You are confused. As has already been mentioned in this thread, this is due to special rules for the __m128 datatype.

Sandevil said:

__cdecl and __fastcall are nowadays the exact things
I can asure you, they are not. From MSDN:
__cdecl
Argument-passing order: Right to left
• Stack-maintenance responsibility: Calling function pops the arguments from the stack
• Name-decoration convention: Underscore character (_) is prefixed to names, except when exporting __cdecl functions that use C linkage.
__fastcall
• Argument-passing order: The first two DWORD or smaller arguments are passed in ECX and EDX registers; all other arguments are passed right to left.
• Stack-maintenance responsibility: Called function pops the arguments from the stack.
• Name-decoration convention: At sign (@) is prefixed to names; an at sign followed by the number of bytes (in decimal) in the parameter list is suffixed to names.

"Stupid bug! You go squish now!!" - Homer Simpson

### #20.oisyn

DevMaster Staff

• Moderators
• 1842 posts

Posted 16 February 2011 - 08:16 AM

And MS's __fastcall isn't even compatible with Borland's __fastcall.

http://en.wikipedia....ntions#fastcall

Quote

Microsoft fastcall
Microsoft or GCC __fastcall convention (aka __msfastcall) passes the first two arguments (evaluated left to right) that fit into ECX and EDX. Remaining arguments are pushed onto the stack from right to left.

Borland fastcall
Evaluating arguments from left to right, it passes three arguments via EAX, EDX, ECX. Remaining arguments are pushed onto the stack, also left to right.
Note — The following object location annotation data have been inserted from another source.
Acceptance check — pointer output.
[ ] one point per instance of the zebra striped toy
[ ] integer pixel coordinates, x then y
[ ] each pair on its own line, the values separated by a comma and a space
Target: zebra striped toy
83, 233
It is the default calling convention of Borland Delphi, where it is known as register.

Quote

I now because if you today use __fastcall in c++ builder and than use a dll compiled with Visual c++ with __cdecl everything is ok. If they were different a crash will occour.
You are wrong. This will never just work. The arguments are passed on the stack in the wrong order, and a few of them are passed in registers. And no, a crash would not by definition occur - arguments would simply have wrong values. If course, if one of them happes to be a pointer which you're dereferencing, then it might crash. I urge you to try it, and post your original code and your results here. Perhaps you're remembering it wrong? Or there was a "#define __fastcall __cdecl" somewhere in the code or project settings? Or your functions only used zero parameters, or just one float or something.